The result of our study shed light on the treatment of TACE refractory HCC and provided another choice for patients in this state of disease. The length of the median OS in our study was consistent with previous studies on the efficacy of sorafenib towards TACE refractory HCC. The discrepancy on the length of median PFS may be attributed to the differences in sample size, population, BCLC stage, TACE procedure, and the criteria of TACE refractory. For instance, a study by Wu et al comparing the efficacy of TACE-sorafenib and TACE defined TACE refractoriness as tumor progression or a tumor shrinkage rate<25% of the corresponding hypervascular lesions.14 Under this criterion, patients were included in the cohort earlier and may have a longer PFS or TTP compared with patients in our study.
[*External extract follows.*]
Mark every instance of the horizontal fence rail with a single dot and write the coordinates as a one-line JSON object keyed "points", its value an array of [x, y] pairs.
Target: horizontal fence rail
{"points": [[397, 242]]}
Up to now, there have been at least three criteria of TACE refractoriness with different emphases, leading to the heterogeneity of findings in similar studies.2,5,27 Besides, the definition of continuous elevation of tumor markers can be different between studies even they all adopt the JSH-LCSGJ criterion. Therefore, a distinct and universal accepted consensus on the definition of TACE refractoriness is needed to guide future studies.

Although our study showed statistically significances in OS and PFS between two treatment groups, several limitations should be taken into consideration. First, the present study was retrospectively performed and comprised of data from only one hospital, which may contain certain selective bias despite performing PSM. Second, our results may be affected by the recall bias from patients. To confirm the efficacy of TACE-apatinib treatment in TACE refractory HCC patients compared with TACE-alone, it is necessary to conduct a prospective randomized control test in a large sample size and multiple centers. Presently, the most recommended treatment for HCC refractory to TACE is sorafenib or levantinib. The next stage of our research will be to compare the effectiveness between apatinib and other targeted drugs towards TACE refractory HCC. Furthermore, combining TACE with immunotherapy could be a reasonable idea, as TACE will cause necrosis in tumors and increase the exposure of tumor-related antigens, which might improve the efficacy of PD1/PD-L1 antibodies.

In conclusion, our study revealed that the curative effect of TACE-apatinib was superior to TACE-alone on OS and PFS for TACE refractory HCC patients. Grade 4 AEs rarely occurred and we confirmed the clinical safety of using apatinib in these patients. Therefore, apatinib can be recommended for HCC patients when TACE refractoriness occurs after validating the findings of this study in larger and prospective study cohorts.